We developed a 3-tiered semantic matching system using GPT-3 embeddings to transform heterogeneous clinical data to the OMOP Common Data Model. The system processes input terms by generating vector embeddings, computing cosine similarity against precomputed Observational Health Data Sciences and Informatics vocabulary embeddings, and ranking potential matches. We validated the system using two independent datasets: (1) a development set of 76 National Institutes of Health Helping to End Addiction Long-term Initiative clinical trial common data elements for chronic pain and opioid use disorders and (2) a separate validation set of electronic health record concepts from the National Institutes of Health National COVID Cohort Collaborative COVID-19 enclave. The architecture combines Unified Medical Language System semantic frameworks with asynchronous processing for efficient concept mapping, made available through an open-source implementation.
The system achieved an area under the receiver operating characteristic curve of 0.9975 for mapping clinical trial common data element terms. Precision ranged from 0.92 to 0.99 and recall ranged from 0.88 to 0.97 across similarity thresholds from 0.85 to 1.0. In practical application, the tool successfully automated mappings that previously required manual informatics expertise, reducing the technical barriers for research teams to participate in large-scale, data-sharing initiatives. Representative mappings demonstrated high accuracy, such as demographic terms achieving 100% similarity with corresponding Logical Observation Identifiers Names and Codes concepts. The implementation successfully processes diverse data types through both individual term mapping and batch processing capabilities.

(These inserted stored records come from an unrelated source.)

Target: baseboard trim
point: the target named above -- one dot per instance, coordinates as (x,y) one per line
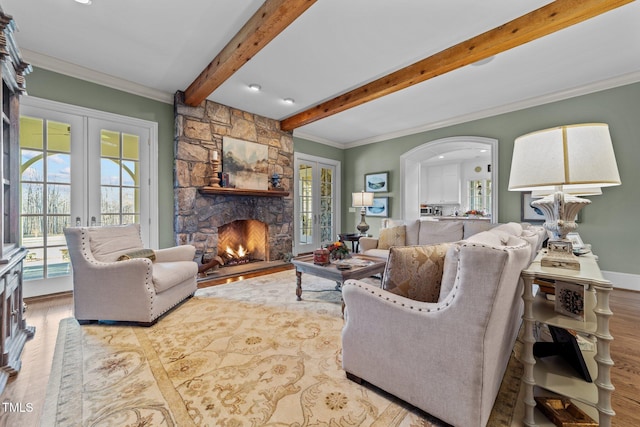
(626,281)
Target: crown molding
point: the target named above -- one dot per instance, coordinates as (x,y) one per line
(611,83)
(319,140)
(69,69)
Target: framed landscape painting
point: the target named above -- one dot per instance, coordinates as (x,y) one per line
(380,207)
(377,182)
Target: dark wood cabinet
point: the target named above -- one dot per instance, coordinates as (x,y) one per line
(14,331)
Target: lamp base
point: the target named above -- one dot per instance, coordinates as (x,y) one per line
(363,227)
(560,255)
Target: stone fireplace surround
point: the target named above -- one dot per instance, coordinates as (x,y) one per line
(198,132)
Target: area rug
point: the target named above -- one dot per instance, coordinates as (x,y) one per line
(243,354)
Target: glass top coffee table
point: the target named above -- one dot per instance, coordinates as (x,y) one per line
(356,267)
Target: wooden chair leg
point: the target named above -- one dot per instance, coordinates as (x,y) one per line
(354,378)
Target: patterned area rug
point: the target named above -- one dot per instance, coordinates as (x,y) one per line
(242,354)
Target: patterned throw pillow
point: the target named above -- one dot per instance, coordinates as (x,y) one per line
(139,253)
(415,272)
(394,236)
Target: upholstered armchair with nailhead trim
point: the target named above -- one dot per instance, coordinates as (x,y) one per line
(115,279)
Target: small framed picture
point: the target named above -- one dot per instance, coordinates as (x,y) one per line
(377,182)
(528,213)
(380,207)
(576,241)
(570,299)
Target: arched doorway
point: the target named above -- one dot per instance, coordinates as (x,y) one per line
(410,170)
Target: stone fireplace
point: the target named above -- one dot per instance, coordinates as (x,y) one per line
(211,221)
(243,241)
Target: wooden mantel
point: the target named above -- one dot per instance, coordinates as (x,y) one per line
(243,192)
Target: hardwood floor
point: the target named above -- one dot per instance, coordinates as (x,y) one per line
(29,386)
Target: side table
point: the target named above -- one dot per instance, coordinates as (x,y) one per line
(550,375)
(354,238)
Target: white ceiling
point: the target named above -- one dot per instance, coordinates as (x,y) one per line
(157,47)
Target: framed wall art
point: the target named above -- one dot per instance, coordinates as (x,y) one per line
(377,182)
(380,207)
(246,163)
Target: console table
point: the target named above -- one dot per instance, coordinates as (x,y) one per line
(552,376)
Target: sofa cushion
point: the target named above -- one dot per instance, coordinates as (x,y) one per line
(450,270)
(489,238)
(166,275)
(415,271)
(432,232)
(512,228)
(394,236)
(108,243)
(138,253)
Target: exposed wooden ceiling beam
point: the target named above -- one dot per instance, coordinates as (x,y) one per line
(268,21)
(539,23)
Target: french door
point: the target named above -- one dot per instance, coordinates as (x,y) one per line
(317,202)
(79,167)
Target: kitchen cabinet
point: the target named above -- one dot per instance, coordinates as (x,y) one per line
(443,184)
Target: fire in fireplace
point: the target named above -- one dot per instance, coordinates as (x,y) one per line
(242,242)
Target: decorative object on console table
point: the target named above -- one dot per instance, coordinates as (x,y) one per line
(338,250)
(377,182)
(321,256)
(569,299)
(562,163)
(362,200)
(592,397)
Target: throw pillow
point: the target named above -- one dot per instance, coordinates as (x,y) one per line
(415,272)
(138,253)
(394,236)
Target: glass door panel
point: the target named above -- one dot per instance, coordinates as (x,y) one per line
(45,151)
(77,170)
(316,204)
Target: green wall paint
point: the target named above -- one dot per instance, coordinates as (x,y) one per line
(58,87)
(609,223)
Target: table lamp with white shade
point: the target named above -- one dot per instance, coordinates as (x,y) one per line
(561,164)
(362,200)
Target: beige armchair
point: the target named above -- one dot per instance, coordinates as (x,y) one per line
(446,354)
(135,289)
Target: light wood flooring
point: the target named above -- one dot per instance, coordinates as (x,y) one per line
(29,386)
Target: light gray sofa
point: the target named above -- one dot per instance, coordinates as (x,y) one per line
(446,357)
(135,289)
(427,232)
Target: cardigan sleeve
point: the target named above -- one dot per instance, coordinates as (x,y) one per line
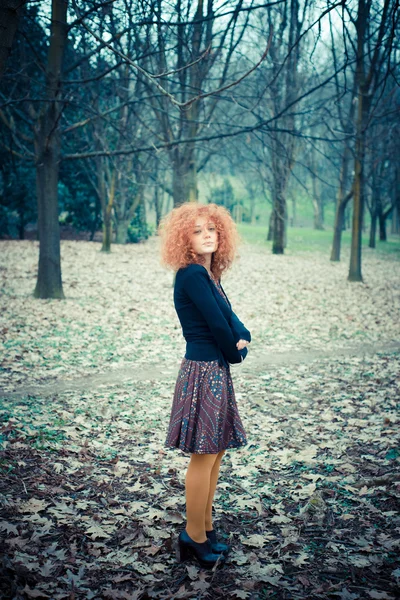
(197,287)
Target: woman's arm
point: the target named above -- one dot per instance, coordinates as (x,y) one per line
(197,286)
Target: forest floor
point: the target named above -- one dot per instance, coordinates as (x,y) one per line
(91,501)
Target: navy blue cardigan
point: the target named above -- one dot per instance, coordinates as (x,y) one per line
(209,325)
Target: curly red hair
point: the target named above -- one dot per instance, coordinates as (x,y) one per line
(177,226)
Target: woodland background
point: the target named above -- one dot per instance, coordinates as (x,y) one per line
(112,113)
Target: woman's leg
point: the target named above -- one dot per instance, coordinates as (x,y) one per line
(213,485)
(197,485)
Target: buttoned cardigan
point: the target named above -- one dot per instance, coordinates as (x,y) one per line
(209,325)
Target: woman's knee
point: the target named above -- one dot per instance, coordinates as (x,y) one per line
(205,461)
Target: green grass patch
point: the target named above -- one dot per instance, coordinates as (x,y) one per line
(306,239)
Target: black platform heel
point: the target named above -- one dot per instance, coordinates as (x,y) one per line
(217,547)
(201,551)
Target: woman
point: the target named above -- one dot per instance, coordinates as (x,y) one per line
(199,243)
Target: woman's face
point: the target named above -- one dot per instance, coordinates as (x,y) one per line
(204,238)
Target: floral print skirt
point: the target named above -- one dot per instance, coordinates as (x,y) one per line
(204,416)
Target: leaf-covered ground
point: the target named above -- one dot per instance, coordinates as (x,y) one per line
(119,313)
(92,502)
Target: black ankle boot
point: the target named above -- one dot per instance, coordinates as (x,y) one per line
(202,551)
(216,546)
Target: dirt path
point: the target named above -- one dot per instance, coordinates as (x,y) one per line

Our validated large language model-based tool effectively automates the transformation of clinical data into the OMOP format while maintaining high accuracy. The combination of semantic matching capabilities and a researcher-friendly interface makes data harmonization accessible to smaller research teams without requiring extensive informatics support. This has direct implications for accelerating clinical research data standardization and enabling broader participation in initiatives such as the National Institutes of Health Helping to End Addiction Long-term Initiative Data Ecosystem.

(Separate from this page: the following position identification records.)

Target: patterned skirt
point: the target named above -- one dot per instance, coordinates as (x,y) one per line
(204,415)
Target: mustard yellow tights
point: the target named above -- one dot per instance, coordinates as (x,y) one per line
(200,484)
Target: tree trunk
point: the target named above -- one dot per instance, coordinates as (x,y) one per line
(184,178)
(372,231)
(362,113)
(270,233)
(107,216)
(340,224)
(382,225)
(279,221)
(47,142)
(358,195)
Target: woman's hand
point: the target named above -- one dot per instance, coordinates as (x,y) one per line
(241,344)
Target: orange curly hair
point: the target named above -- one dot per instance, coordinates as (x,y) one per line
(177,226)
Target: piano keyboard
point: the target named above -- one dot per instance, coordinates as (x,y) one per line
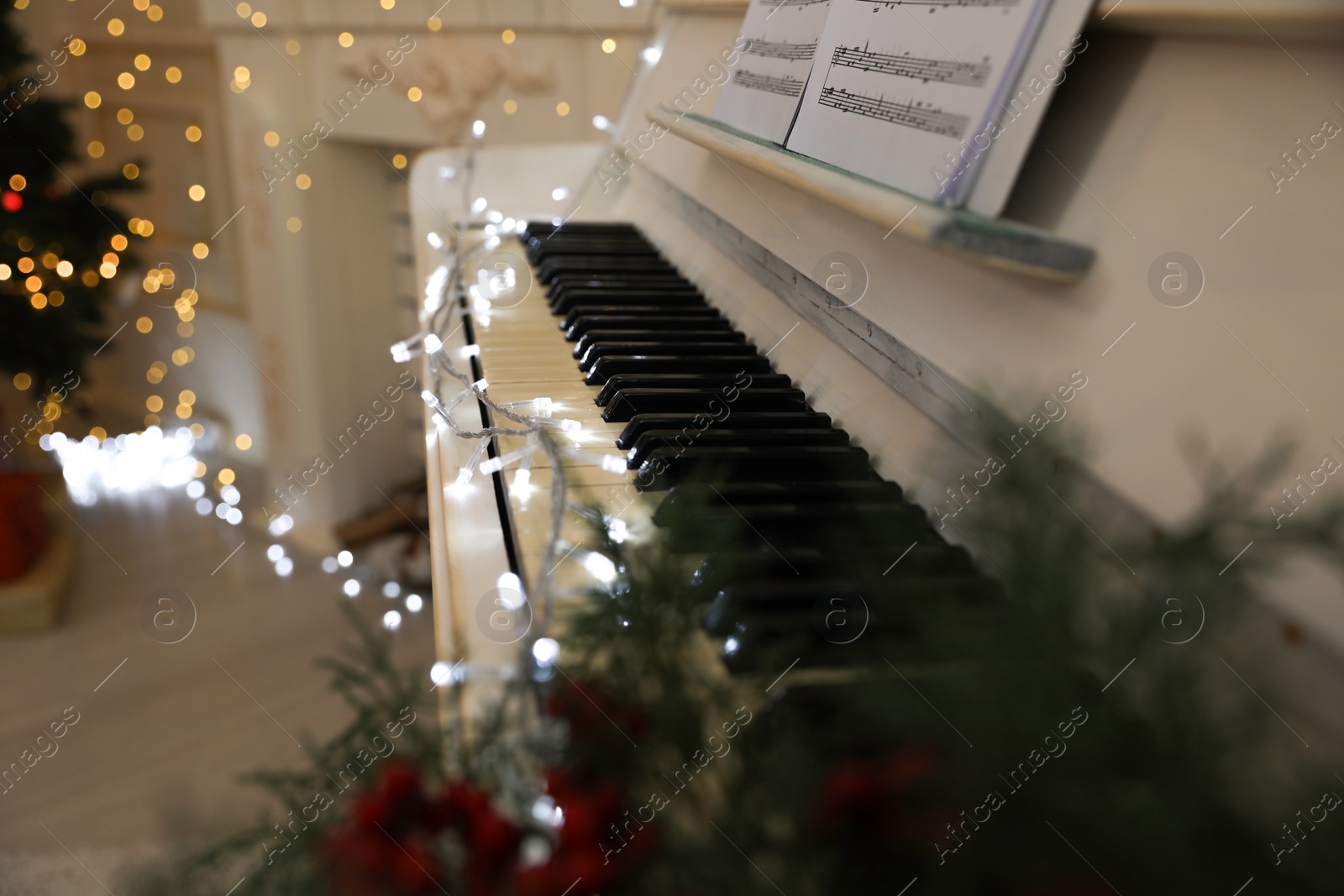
(799,544)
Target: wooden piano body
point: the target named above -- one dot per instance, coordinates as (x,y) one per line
(1160,140)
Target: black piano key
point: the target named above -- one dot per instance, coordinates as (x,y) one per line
(667,322)
(631,402)
(669,338)
(667,466)
(642,423)
(929,558)
(803,606)
(691,499)
(714,437)
(790,526)
(664,363)
(600,264)
(685,351)
(575,297)
(611,282)
(638,311)
(687,380)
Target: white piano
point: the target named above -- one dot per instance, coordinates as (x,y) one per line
(1160,141)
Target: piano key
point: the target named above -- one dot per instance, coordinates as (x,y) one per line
(667,363)
(687,380)
(642,423)
(601,264)
(570,300)
(691,499)
(631,402)
(714,437)
(636,311)
(672,338)
(786,526)
(925,559)
(685,352)
(647,325)
(669,466)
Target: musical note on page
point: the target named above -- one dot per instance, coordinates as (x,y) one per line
(900,87)
(779,49)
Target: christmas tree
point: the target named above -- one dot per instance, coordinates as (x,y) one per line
(60,238)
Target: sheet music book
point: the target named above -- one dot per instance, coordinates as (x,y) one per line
(765,85)
(938,98)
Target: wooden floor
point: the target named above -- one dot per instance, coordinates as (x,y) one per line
(174,725)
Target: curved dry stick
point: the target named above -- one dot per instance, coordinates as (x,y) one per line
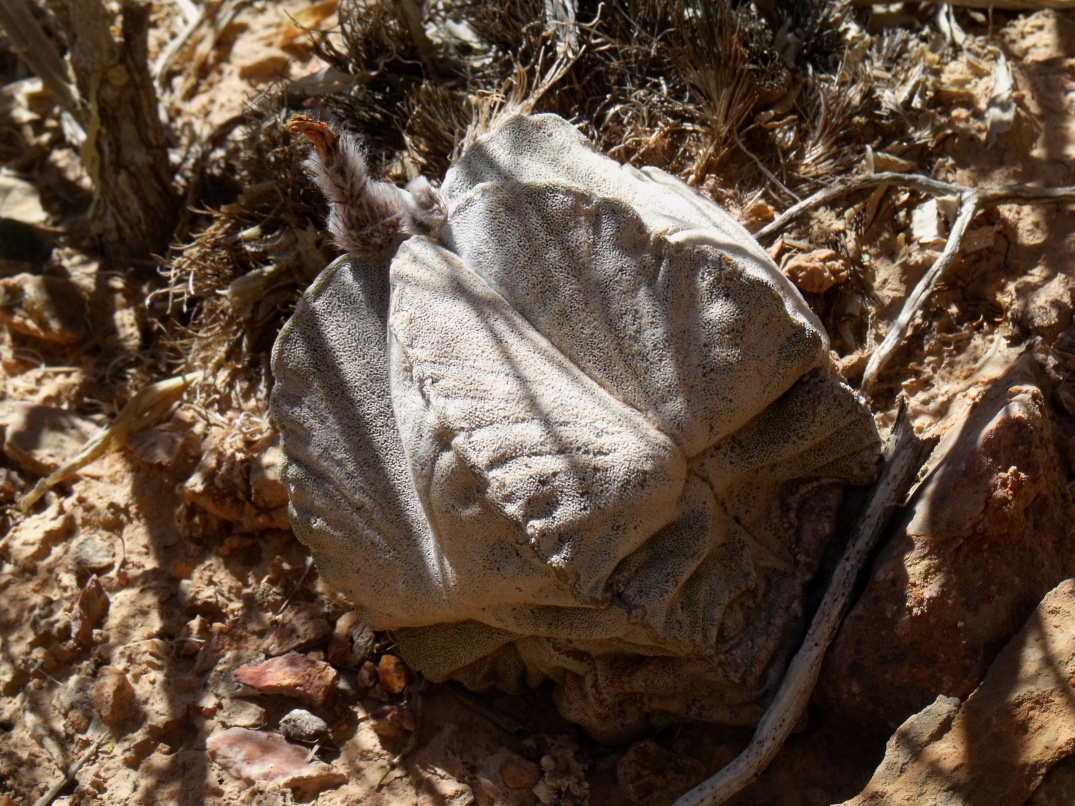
(971,201)
(969,204)
(914,182)
(904,455)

整合多样的临床数据源需要通过诸如观察性医疗结果合作组织(OMOP)等模型进行标准化。然而,将数据元素映射到OMOP概念需要大量的技术专长和时间。大型医疗保健系统通常有资源进行OMOP转换,而较小的临床试验和研究往往缺乏这种支持,导致宝贵的研究数据被孤立起来。
本研究旨在开发并验证一种用户友好的工具,该工具利用大语言模型自动完成临床试验、电子健康记录和注册数据的OMOP转换过程。
我们使用GPT-3嵌入开发了一个三层语义匹配系统,以将异构临床数据转换为OMOP通用数据模型。该系统通过生成向量嵌入、针对预先计算的观察性健康数据科学与信息学词汇嵌入计算余弦相似度以及对潜在匹配项进行排序来处理输入术语。我们使用两个独立的数据集对该系统进行了验证:(1)一组包含76个美国国立卫生研究院帮助终结成瘾长期倡议临床试验慢性疼痛和阿片类药物使用障碍通用数据元素的开发集,以及(2)来自美国国立卫生研究院国家COVID队列协作COVID-19专区的电子健康记录概念的单独验证集。该架构将统一医学语言系统语义框架与异步处理相结合,以实现高效的概念映射,并通过开源实现提供。
该系统在映射临床试验通用数据元素术语时,受试者工作特征曲线下面积达到0.9975。在0.85至1.0的相似度阈值范围内,精确率从0.92到0.99不等,召回率从0.88到0.97不等。在实际应用中,该工具成功地自动完成了以前需要手动信息学专业知识的映射,降低了研究团队参与大规模数据共享计划的技术障碍。代表性映射显示出高准确性,例如人口统计学术语与相应的逻辑观察标识符名称和代码概念的相似度达到100%。该实现通过单个术语映射和批处理功能成功处理了各种数据类型。
我们经过验证的基于大语言模型的工具有效地将临床数据自动转换为OMOP格式,同时保持了高准确性。语义匹配能力与研究人员友好界面的结合使较小的研究团队无需广泛的信息学支持就能实现数据协调。这对于加速临床研究数据标准化以及使更多人能够参与诸如美国国立卫生研究院帮助终结成瘾长期倡议数据生态系统等计划具有直接意义。